This is the first blog on the Fratusbrady law firm website. We will blog on issues directly relating to current legal events as well as issues with a broader impact on society. It seems like an appropriate time of the year to touch on the tort liability relating to snow and snow removal. The east coast experienced another snow "storm" that caused overly protective local and governmental officials to shutdown schools and governments not to mention created that immediate need to stock up on bread, milk and toilet paper. In Maryland, like many states, municipalities, generally, owe a duty to persons lawfully using public streets and sidewalks under its control to make such public ways reasonably safe for passage, but such duty is not an absolute one making municipality insurer of safe passage. Weisner v. Mayor and Council of Rockville 245 Md. 225, 225 A.2d 648 Md. 1967. A pedestrian, who seeks to recover from municipality for injuries sustained because of dangerous condition of sidewalk, must show that condition was more perilous than general condition of sidewalks throughout municipality and that particular situation had prevailed for such period of time that municipality should have known about it and failed to take steps to remedy it.
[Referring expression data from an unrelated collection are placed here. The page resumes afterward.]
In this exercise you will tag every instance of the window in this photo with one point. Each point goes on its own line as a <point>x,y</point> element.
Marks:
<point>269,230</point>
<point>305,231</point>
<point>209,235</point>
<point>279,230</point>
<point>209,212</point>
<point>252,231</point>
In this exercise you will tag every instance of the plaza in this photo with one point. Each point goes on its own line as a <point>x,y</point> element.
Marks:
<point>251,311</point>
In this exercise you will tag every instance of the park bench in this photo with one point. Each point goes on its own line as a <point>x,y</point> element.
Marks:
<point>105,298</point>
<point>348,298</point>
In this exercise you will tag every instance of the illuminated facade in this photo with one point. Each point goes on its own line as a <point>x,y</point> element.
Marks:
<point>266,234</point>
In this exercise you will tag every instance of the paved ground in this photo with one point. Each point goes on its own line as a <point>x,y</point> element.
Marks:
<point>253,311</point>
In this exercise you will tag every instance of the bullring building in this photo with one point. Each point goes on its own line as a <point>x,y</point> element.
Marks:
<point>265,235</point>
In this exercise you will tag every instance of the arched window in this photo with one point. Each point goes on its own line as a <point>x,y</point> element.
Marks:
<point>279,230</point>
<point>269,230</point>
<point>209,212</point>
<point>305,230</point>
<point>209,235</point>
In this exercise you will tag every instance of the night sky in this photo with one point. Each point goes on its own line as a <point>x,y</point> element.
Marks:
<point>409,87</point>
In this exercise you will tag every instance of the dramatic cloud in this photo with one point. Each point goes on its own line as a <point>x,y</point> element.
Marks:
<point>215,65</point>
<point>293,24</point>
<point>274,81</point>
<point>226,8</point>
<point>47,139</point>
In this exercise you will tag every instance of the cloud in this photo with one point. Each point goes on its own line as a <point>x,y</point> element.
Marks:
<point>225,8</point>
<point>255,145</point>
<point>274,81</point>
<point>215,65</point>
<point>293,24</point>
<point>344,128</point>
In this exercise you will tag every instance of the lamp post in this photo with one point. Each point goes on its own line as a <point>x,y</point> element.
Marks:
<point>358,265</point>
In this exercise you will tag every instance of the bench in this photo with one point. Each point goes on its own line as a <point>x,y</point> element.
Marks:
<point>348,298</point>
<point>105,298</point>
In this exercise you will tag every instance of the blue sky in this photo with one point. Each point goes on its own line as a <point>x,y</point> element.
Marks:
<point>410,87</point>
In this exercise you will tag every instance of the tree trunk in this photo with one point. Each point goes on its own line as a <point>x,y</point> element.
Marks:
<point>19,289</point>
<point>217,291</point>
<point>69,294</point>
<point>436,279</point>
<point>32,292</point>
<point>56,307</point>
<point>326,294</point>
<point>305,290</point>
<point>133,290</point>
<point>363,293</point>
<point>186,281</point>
Id. In some case, the courts may imposed a more stringent duty upon the owner of a commercial property to keep its property cleared of ice and snow than that imposed on a municipality.

It is easy to understand why governments and schools need to be cautious before, during and after snow storms but recently the threat of lawsuits have taken this to the extreme. Why is it that as soon as there is a threat of snow the schools and governments close the workers and students immediately drive to the local mall to shop or out to a restaurant to enjoy their snow/vacation day. What type of message is this sending to the students when a dusting of snow means they can't attend school yet there is not enough snow to sled. Everyone has heard the stories from their parents and grandparents about walking to school in five feet of snow and uphill both ways. You may hear how they attended or watched the 1967 NFL championship game played at Lambeau Field in Green Bay, Wisconsin, with the official game-time temperature of -15°F / -25°C, with a wind chill around -48°F / -44°C . Typically the tales are dismissed as being over exaggerated tales of hardship but the truth is that out parents and grandparents were not coddled in the manner we are in this day and age. Is it the "wussification" of America or the result of an overly litigious society? Either way, I can't wait to hear the tales of the current generation when they tell their grandchildren about being forced to walk to school in nearly an inch of snow or how the NFL game between the Viking and Eagles in Philadelphia, PA was postponed by snow. Pennsylvania Governor Ed Rendell said it best when asked about the game postponement, "I'll give you an idea of the wussification of America...have you ever watched those commercials for the most ordinary product, and after you're through hearing the disclaimers, thought: 'Who in the world would take that product?' ... We're so worried about liability." National Journal by Jim Sullivan, Dec. 29, 2010 the governor added. "Forget this football game; how many times have you seen schools close? Washington, D.C., closes with two inches of snow... We've lost our boldness, we've lost our courage, we've lost our pioneer spirit, we've lost our sense of adventure," Rendell continued. "I don't think Americans are willing to take prudent risks anymore." Id. It does make you wonder about the decisions our future leaders concerning the economy, laws or foreign relations. To think that it all stems from not walking to school in the snow.